In his authoritative opening statement, Mark Lipparelli said, “We know there have been many attempts to compromise (regulated Internet gambling) systems. But those issues are being revealed, thwarted, evaluated and, where warranted, new standards are implemented.”
Thomas Massie Cites State’s Rights
Rep. Thomas Massie, a Republican from Kentucky, spoke out against the anti-online gambling ban, due to concern about state’s rights issues. At one dramatic point, Rep. Massie asked whether the passage of RAWA would set a precedent in which the US federal government could pass sweeping gun control legislation. The obvious answer, which no one dare give, was “Yes”. A senator from Thomas Massie’s state, Rand Paul, also has come out against RAWA, for the very same reasons: it cedes to Washington DC powers long reserved for the individual states.
Mick Mulvaney and Jody Hice, Republicans from South Carolina and Georgia, respectively, also expressed concerns with state’s rights. They represent a hard core of conservative thought against RAWA. In the end, the Republicans who refuse to vote for such a bill are likely to be the reason Sheldon Adelson will not get his way on this issue.
Stacey Plaskett Cites UIGEA against Chaffetz
Rep. Stacey Plaskett, a Democrat who represents the Virgin Islands, drove home that point by reading select portions of the 2006 Unlawful Internet Gambling Enforcement Act which gives states the right to regulate online casinos and poker rooms for themselves.
Later, Plaskett corrected Jason Chaffetz on one of his key contentions: that the US Department of Justice had changed the gaming laws in 2011 in a “middle of the night” decision. Stacey Plaskett served at the Justice Department, working directly under Larry Thompson and James Comey, so she spoke from experience when she said, “The idea that this was drafted and written and signed in the middle of the night to me is a stretch of my imagination, knowing the inner workings of the Justice Department and knowing how long it takes for an opinion to come out.”
Alan Wilson Testifies
Alan Wilson spoke as the Attorney General of South Carolina, a state concerned that it might not be able to enforce its ban on online gambling. South Carolina’s Senator Lindsey Graham introduced RAWA legislation in the US Senate, claiming that licensed online gambling in New Jersey would allow South Carolinans to gamble on their mobile phones. Alan Wilson made the same assertion, only to have those charges contradicted several times by Mark Lipperelli, as well as several congressmen.

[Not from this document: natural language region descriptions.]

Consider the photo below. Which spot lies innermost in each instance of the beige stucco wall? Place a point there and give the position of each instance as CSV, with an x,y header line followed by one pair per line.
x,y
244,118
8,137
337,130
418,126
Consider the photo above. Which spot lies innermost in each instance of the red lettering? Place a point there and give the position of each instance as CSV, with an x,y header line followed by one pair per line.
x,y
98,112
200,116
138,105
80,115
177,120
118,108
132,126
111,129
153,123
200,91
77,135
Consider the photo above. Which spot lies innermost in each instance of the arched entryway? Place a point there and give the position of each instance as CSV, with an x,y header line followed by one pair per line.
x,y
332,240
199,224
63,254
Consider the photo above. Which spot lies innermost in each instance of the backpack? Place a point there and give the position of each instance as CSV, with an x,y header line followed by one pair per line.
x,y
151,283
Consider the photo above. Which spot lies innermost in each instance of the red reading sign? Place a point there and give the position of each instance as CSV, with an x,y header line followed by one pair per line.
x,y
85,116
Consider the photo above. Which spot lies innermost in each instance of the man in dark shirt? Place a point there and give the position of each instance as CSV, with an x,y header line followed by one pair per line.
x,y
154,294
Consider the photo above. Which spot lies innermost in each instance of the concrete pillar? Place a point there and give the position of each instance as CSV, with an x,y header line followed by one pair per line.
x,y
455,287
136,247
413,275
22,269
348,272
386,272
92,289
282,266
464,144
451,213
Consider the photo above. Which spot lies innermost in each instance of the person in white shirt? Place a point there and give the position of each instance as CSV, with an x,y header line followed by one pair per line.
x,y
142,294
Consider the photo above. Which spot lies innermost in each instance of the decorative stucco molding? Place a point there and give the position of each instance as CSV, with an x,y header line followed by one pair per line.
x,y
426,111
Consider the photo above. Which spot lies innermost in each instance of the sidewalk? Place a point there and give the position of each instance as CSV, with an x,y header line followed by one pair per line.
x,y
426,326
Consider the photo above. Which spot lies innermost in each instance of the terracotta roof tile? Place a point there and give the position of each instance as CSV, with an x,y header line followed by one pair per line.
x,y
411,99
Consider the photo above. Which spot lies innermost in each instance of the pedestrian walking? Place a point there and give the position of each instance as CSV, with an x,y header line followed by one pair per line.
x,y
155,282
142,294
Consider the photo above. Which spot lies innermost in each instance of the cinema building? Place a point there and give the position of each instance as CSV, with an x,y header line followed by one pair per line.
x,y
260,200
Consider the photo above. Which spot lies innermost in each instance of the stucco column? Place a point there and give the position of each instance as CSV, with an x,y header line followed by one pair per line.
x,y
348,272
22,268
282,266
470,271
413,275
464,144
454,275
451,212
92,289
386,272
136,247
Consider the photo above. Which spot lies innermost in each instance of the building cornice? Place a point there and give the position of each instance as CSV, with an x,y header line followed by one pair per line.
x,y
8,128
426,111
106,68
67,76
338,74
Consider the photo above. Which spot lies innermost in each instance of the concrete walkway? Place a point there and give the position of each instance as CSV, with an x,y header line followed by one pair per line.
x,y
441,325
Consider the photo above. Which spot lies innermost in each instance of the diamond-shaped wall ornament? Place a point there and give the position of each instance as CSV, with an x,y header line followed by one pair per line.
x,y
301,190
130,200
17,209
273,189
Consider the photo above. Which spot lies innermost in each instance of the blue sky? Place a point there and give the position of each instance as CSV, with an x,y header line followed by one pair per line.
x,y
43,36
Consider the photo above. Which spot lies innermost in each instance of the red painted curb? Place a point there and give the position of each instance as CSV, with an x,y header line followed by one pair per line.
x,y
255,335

Donald Kleine Cross-Examined by Buddy Carter
Donald Kleine, an attorney from Douglas County, Nebraska, also provided testimony to support Chaffetz’s position. Kleine had the biggest gaff of the day when he contradicted his own position on RAWA, not seeming to understand he was arguing against himself (and the gaming ban).
Rep. Buddy Carter, a Republican from Georgia, pointed out that his state has plans to legalize interstate online lottery sales and asked whether RAWA would ban such online gaming. Donald Kleine responded, “I don’t have a problem if Georgia has a lottery and they run it intrastate and they regulate it intrastate.”
Kleine did not seem to understand RAWA would most definitely ban interstate lottery ticket sales over the Internet.
Jason Chaffetz Passes the Gavel
The proceedings were so disastrous that it appears Jason Chaffetz decided he did not want to be associated too closely with them. After a break in the testimony, Chaffetz chose to no longer be the chairman for the meeting. He made one more remark throughout the session, which was a reiteration of an earlier point.